After all, how is the photographer to portray a world that is un-picturable by using pictures!? Contradiction is perhaps the best hope for approaching realism—photography’s inescapable burden. That which is real is frustratingly anarchic, convoluted and tricksterish. Eastern traditions capture it best: the MU of Zen is described as a screaming hot iron ball. Therefore, to capture realism is to be skilfully naïve in the right way, to be a butterfly net, a particle detector, a snare. A neutral instrument which shows rather than ascribes a story. The photographer trusts the world has enough agency to reveal itself without the need of humans; they just choose the appropriate frame of reference. What strategy exists for knowing the world beyond noticing correspondences and subtle rhymes? Doesn’t mathematics show that seemingly dissimilar entities are equivalent?

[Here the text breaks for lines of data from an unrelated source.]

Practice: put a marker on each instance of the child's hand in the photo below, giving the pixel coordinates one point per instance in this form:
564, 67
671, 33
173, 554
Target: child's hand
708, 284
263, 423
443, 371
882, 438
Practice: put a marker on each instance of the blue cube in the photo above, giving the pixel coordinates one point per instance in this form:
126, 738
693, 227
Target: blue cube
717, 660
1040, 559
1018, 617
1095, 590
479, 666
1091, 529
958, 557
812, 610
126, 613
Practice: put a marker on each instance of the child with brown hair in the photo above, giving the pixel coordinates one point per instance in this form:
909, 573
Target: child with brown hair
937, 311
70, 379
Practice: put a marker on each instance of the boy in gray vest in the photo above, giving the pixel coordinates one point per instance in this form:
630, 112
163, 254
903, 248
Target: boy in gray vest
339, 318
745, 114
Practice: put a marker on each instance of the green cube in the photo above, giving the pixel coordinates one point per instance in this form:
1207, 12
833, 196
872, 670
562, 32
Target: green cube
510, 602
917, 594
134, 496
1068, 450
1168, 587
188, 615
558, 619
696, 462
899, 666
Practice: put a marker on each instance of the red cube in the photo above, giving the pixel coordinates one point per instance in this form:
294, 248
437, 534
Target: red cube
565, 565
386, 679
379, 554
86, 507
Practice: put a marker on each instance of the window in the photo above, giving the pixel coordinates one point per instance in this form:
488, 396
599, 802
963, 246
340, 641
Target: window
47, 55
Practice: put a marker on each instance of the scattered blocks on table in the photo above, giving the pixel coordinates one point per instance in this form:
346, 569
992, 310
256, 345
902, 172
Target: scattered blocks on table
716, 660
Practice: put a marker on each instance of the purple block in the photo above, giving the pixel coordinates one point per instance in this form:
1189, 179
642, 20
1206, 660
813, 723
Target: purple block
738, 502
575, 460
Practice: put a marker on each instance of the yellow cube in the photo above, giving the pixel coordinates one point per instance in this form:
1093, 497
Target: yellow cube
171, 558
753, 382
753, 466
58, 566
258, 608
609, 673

Nat’s work has a family resemblance to the occultists or alchemists – concatenating threads of sensate correspondence and forming clunky likenesses. There is a whisper of both knowledge and folly in ascribing a realism to that which rhymes: rhyming transgresses ordinary syntax and forms novel bonds of connection. A sorcerous logic. This is also a biochemical rationale; isn’t the active site of an enzyme a rhyme? Rhymes are often productive, they spit forth an excess, a third thing, a catalysis. This is the engine of art. In striving to know anything, the best we can hope for is local correspondence not universal perfection: an enzymatic epistemology! Even the most steadfast of scientific facts are built on soupy foundations: hypothesis and data never truly meet. Besides, art (and indeed life) is not a formal system, Descartes’ Mathesis Universalis is meaningless to disobedient materials, there are no true symmetries. What are the axioms of the detritivores? Decay and transformation are one and the same.
Thus ‘Strong Water’ is an exhibition that is a grave. A tar pit. Nat’s silver salvaged from medical X-rays carries the trace of a thousand broken bones. The giant stack of metal ribbons at a recycling plant are the hides of flayed machinery, ready to be liquified like the whale carcasses in Nantucket. Silver has an alchemical duality of the precious and the deathly; its molecules split fatty membranes apart and embalm images to paper. What ontic status do these metaphorical assertions have? They are correspondences of electromagnetic patterns, dancing on the fatty infrastructure of brains, a music of energetic shapes.